None of those are useful in decrypting the Foscam C1 Firmware. They all give bad decrypt. It's a different type of firmware. Has anyone made any progress? This camera has been out for about a year.
Here's the current firmware
I need to get into that and rewrite the web interface. Thanks!
Use openssl with the passwords supplied in the firmware hacking forum to decrypt the original .BIN file, then use binwalk -e (extract) to break it into its parts.
Not sure WHY your focus is NOT with creating other methods to do same? Like below. Unless you are trying to make it appear, that YOU are the manufacturer of these IP Cameras and not Foscam?
This Interface shown below. Can be used with any IP Camera/NVR/DVR/VMS that supports pulling snapshots using HTTP and/or HTTPS and is accessible from any Internet browser capable devices. From Computers to Tablets and Phones to TV's. That are using any Operating System and Browsers. Without downloading/installing any Plug-Ins or Media Players and IP Camera image refresh bandwidth can be controlled as well. Which makes it great for web pages in websites as well as for personal use from any of your Internet browser capable devices.

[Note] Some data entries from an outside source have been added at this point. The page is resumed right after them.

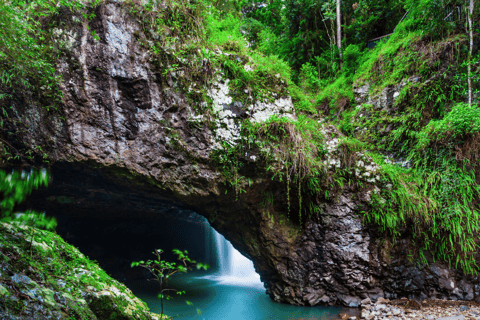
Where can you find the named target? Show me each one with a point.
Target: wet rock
(129, 141)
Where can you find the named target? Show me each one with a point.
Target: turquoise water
(220, 298)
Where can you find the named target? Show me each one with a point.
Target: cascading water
(233, 291)
(233, 267)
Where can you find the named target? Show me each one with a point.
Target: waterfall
(233, 267)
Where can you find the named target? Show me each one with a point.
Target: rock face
(50, 279)
(130, 141)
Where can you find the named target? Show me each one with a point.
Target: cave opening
(115, 223)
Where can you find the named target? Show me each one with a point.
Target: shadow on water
(233, 291)
(217, 300)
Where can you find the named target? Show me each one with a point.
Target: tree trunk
(470, 27)
(339, 32)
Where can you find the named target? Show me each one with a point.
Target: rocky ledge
(404, 309)
(129, 130)
(43, 277)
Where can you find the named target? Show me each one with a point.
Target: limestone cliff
(142, 129)
(42, 277)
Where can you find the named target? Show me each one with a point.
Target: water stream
(232, 291)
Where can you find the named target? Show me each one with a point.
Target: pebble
(385, 309)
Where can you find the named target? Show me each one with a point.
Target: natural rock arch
(116, 124)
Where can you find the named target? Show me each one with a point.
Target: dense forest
(420, 56)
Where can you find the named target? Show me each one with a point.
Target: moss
(55, 278)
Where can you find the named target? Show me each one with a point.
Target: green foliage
(16, 186)
(162, 270)
(461, 121)
(27, 52)
(436, 202)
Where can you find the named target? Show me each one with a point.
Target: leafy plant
(162, 270)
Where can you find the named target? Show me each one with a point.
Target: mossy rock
(43, 277)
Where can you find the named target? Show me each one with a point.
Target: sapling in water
(162, 270)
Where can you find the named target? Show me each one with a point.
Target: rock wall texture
(129, 141)
(46, 278)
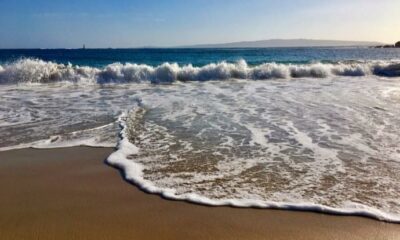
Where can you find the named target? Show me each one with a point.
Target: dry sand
(71, 194)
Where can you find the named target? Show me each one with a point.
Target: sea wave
(126, 152)
(39, 71)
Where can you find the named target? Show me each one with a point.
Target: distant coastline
(396, 45)
(271, 43)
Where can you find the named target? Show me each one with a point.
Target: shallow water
(311, 136)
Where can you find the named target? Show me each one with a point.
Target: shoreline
(70, 193)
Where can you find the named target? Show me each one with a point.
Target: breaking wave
(39, 71)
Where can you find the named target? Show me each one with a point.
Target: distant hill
(286, 43)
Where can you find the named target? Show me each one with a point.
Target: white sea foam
(124, 158)
(329, 145)
(38, 71)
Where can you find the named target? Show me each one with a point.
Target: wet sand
(71, 194)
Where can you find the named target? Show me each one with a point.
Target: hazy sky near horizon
(132, 23)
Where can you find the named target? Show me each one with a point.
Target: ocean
(314, 129)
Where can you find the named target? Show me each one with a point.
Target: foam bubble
(38, 71)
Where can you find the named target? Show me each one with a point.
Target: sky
(132, 23)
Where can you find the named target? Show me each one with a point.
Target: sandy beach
(71, 194)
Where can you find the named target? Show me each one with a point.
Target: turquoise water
(199, 57)
(291, 128)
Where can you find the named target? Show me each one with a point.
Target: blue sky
(131, 23)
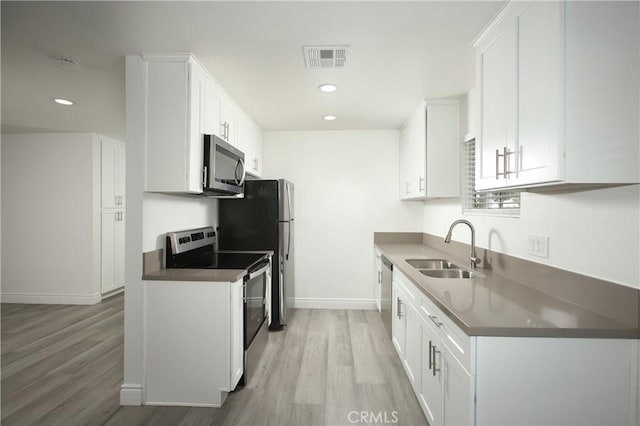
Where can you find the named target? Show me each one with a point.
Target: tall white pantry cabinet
(112, 173)
(64, 205)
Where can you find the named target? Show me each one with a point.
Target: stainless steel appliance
(223, 169)
(195, 248)
(385, 299)
(263, 220)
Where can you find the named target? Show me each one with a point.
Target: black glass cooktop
(205, 258)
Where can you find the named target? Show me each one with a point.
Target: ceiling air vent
(317, 57)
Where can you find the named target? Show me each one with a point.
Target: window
(493, 203)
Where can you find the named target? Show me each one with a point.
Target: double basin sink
(442, 268)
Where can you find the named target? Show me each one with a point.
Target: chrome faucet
(474, 260)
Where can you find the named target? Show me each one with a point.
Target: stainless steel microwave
(223, 169)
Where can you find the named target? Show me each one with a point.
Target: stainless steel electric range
(196, 249)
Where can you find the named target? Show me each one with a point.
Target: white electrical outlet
(538, 245)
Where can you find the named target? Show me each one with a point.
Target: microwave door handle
(244, 173)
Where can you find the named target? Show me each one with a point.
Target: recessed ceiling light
(327, 87)
(66, 64)
(63, 101)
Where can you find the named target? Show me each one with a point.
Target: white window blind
(497, 202)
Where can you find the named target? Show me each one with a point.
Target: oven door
(223, 169)
(255, 312)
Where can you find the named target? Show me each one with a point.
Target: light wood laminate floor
(62, 365)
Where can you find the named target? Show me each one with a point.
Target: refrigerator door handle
(290, 219)
(283, 319)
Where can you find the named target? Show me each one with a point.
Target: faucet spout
(447, 239)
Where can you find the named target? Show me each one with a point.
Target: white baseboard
(131, 394)
(51, 299)
(182, 404)
(326, 303)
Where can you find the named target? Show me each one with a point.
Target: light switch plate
(538, 245)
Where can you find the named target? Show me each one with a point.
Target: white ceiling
(400, 53)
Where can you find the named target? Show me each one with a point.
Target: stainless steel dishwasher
(385, 299)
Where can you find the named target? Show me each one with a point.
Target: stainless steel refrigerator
(263, 220)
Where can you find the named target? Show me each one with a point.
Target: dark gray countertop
(214, 275)
(498, 306)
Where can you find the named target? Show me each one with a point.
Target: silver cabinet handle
(435, 351)
(436, 320)
(505, 162)
(240, 180)
(204, 176)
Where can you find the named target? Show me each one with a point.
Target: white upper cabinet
(429, 147)
(183, 104)
(558, 92)
(175, 108)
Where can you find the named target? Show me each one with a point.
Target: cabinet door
(495, 70)
(197, 91)
(413, 347)
(212, 107)
(228, 121)
(377, 280)
(398, 322)
(405, 163)
(112, 173)
(458, 392)
(440, 177)
(431, 393)
(237, 330)
(540, 75)
(418, 153)
(112, 250)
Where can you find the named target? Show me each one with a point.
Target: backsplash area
(611, 300)
(591, 232)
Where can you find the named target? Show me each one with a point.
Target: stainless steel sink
(450, 273)
(432, 264)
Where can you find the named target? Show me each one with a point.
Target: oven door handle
(259, 272)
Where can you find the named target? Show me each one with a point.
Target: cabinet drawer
(457, 341)
(412, 292)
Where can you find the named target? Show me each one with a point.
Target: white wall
(50, 218)
(346, 188)
(167, 213)
(595, 233)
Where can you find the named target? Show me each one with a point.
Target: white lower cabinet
(377, 282)
(431, 396)
(488, 380)
(193, 342)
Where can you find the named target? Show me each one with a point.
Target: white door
(112, 162)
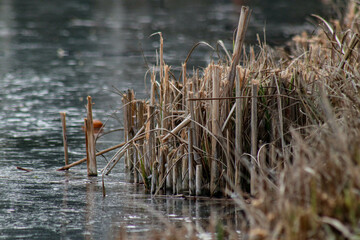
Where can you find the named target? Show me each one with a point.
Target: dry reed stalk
(229, 163)
(238, 126)
(66, 167)
(239, 40)
(131, 113)
(63, 124)
(185, 167)
(125, 102)
(169, 171)
(151, 141)
(198, 176)
(280, 114)
(139, 123)
(90, 141)
(216, 131)
(115, 159)
(184, 82)
(177, 172)
(190, 147)
(254, 135)
(153, 87)
(154, 177)
(162, 163)
(179, 127)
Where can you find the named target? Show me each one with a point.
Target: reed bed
(278, 130)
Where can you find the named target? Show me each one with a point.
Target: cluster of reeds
(282, 128)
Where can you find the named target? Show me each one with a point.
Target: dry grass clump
(285, 129)
(317, 190)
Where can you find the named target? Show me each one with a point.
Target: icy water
(53, 54)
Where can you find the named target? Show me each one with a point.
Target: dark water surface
(55, 53)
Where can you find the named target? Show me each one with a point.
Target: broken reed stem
(63, 124)
(90, 141)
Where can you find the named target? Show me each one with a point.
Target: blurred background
(55, 53)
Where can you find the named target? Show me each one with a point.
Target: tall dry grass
(284, 133)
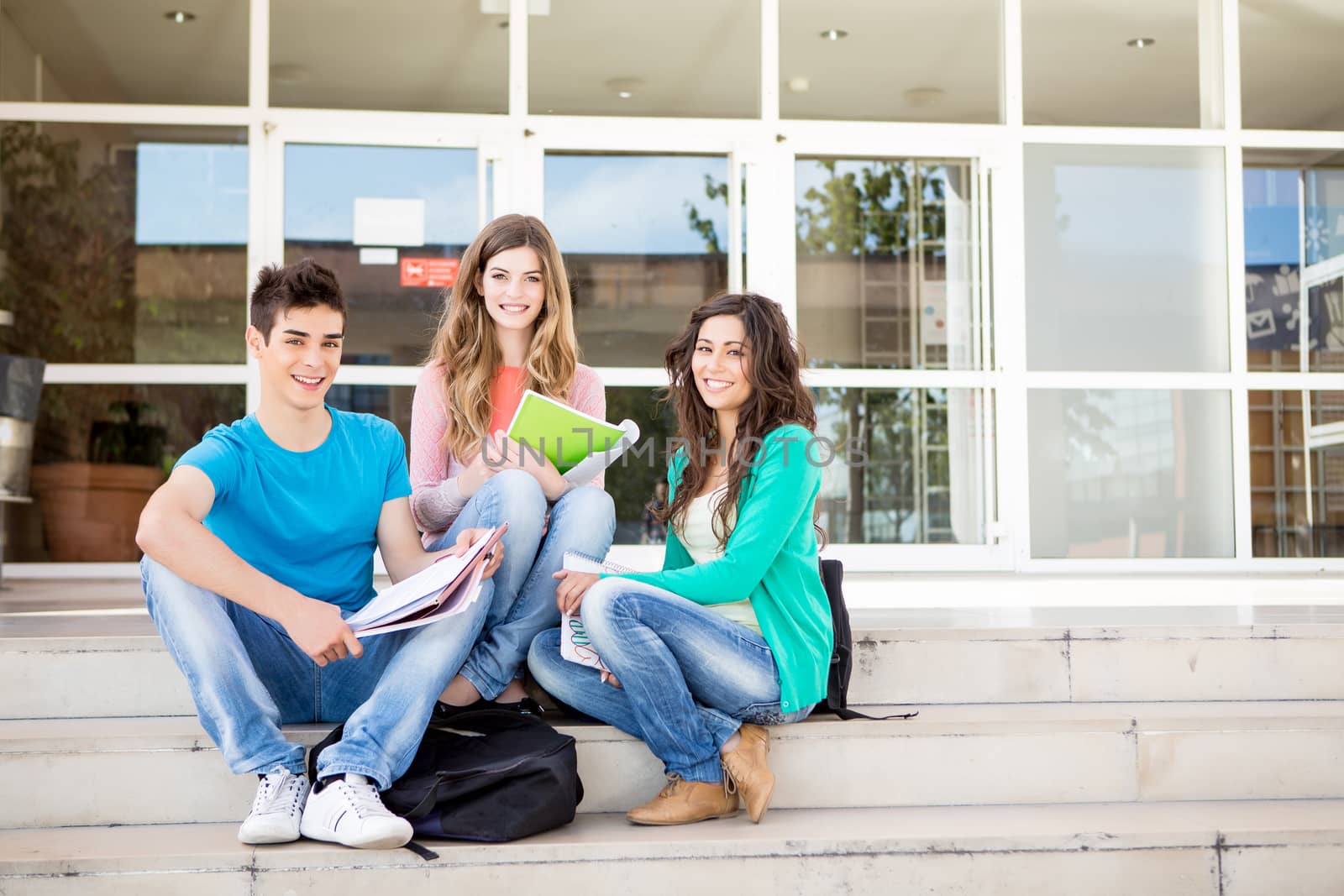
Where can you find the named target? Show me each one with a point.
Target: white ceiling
(699, 56)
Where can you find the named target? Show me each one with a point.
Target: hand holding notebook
(443, 589)
(578, 445)
(575, 641)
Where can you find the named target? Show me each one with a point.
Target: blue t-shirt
(307, 519)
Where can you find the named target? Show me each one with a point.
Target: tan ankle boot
(683, 801)
(746, 768)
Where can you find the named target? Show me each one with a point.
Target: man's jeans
(582, 520)
(689, 676)
(248, 678)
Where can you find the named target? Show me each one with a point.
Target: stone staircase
(1057, 752)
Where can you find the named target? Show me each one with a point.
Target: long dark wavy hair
(779, 396)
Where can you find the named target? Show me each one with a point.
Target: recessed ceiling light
(624, 87)
(924, 97)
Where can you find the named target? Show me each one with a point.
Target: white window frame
(765, 148)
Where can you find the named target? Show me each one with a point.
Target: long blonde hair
(465, 342)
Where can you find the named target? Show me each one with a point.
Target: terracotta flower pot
(91, 511)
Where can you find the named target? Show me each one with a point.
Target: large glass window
(449, 55)
(1288, 50)
(1294, 250)
(1131, 473)
(1297, 473)
(124, 244)
(123, 51)
(857, 60)
(904, 465)
(391, 222)
(645, 239)
(98, 453)
(692, 58)
(1121, 63)
(887, 264)
(1126, 258)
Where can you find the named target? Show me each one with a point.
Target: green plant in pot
(69, 251)
(91, 508)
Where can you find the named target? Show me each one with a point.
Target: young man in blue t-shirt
(260, 542)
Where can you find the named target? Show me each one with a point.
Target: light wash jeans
(689, 676)
(582, 520)
(248, 678)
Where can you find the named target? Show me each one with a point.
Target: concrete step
(1183, 849)
(165, 770)
(55, 664)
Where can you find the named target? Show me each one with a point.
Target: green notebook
(557, 430)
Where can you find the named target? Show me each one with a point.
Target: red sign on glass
(429, 271)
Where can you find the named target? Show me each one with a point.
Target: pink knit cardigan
(436, 500)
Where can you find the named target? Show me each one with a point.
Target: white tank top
(696, 535)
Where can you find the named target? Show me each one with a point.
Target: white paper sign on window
(389, 222)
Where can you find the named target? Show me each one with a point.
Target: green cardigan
(770, 558)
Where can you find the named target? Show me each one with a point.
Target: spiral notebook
(575, 641)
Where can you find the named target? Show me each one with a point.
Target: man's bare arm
(172, 533)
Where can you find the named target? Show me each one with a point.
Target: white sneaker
(276, 809)
(347, 810)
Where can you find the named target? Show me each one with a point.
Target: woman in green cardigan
(734, 633)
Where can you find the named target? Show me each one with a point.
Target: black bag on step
(842, 656)
(492, 775)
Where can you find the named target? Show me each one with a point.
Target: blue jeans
(523, 605)
(689, 676)
(248, 679)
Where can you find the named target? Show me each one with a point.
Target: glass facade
(1025, 342)
(1131, 473)
(1126, 269)
(644, 241)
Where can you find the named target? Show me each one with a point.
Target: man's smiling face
(300, 359)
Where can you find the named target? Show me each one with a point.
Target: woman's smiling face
(719, 363)
(514, 286)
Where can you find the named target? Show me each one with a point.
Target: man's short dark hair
(306, 284)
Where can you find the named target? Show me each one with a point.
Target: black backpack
(487, 774)
(842, 656)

Added live Axis IP Camera demos. Here's one that even allows you to start a train with all IP Camera controls:http://126.96.36.199/Axis/SecureImageDisplayControl.htm
Another without IP Camera controls but with digital zoom:http://188.8.131.52/Axis/SecureImageDisplayZoom1.htm
Another without any IP Camera controls and with a thermal image from the IP Camera above:http://184.108.40.206/Axis/SecureImageDisplay2.htm
The Interface supports both HTTP and HTTPS and optionally prompting for access. Even if the IP Cameras does not support HTTPS. Unique User Id and Password that has nothing to do with the IP Cameras can also be used. The example below is using a self-signed certificate so you will see a warning. User: admin
Point being. You could and can create the Web Interface of your choice doing anything the default interface can and does and even more. With or without full motion video and/or audio. Without requiring you to modify firmware to do same. That said, without your ("Custom firmware") being installed. Your custom interface would INSTANTLY
disappear. Whereas with the approach shown above, it would not.
If you want to take on the chore of constantly creating custom firmware versions. Each and every time that official firmware versions are released by Foscam or by any other IP Camera manufacturer? Then you WILL have a very daunting task. That never ends.
If you assume that any current decryption methods of firmware will remain the same ("Forever") in order to create your custom firmware versions in the future. Then you are sadly mistaken as well. What happens when any decryption methods that you found to work today, fails in the future to work with newer firmware releases, using your approach?
What would you do when an emergency firmware release ("Which you suddenly can't decrypt") is made due to a security exploit of older firmware releases so that those IP Camera owners will now be protected from that exploit? Which generally happens, more than you maybe aware of with All IP Camera brands and models from different IP Camera manufacturers.Note:
I have in the past. Modified IP Camera firmware, to support a custom Web Interface. While it was fun to experiment with and play with. It's nothing short of a complete nightmare to maintain, as new firmware releases are released. Even for personal use only.
Last, but far from least. If you would intend to distribute your ("Custom Firmware"). It best be 80+ percent different than the original firmware. Because firmware is copy written and most likely the IP Camera manufacturers you infringe upon, have much more deeper pockets than you have to throw money at suing you because you created a "Derivative Work" violating their copyrights on the original firmware in question.
I won't even go into one also using firmware version numbers for your custom firmware. Normally used by the IP Camera manufacturer in question and/or what additional monies that manufacturer could be awarded based on how you marketed your custom firmware.
So. Why take on the support overhead and potential legal burdens of creating custom firmware? When you can do the same things using methods, like the above?
Even if, these custom changes you wish to make are for personal use. Using the above shown methods, will generally survive and function as they did, after a firmware upgrade/downgrade. Allowing you and/or others to be able to use the most current firmware for your IP Camera equipment or to even remain on older firmware releases if desired.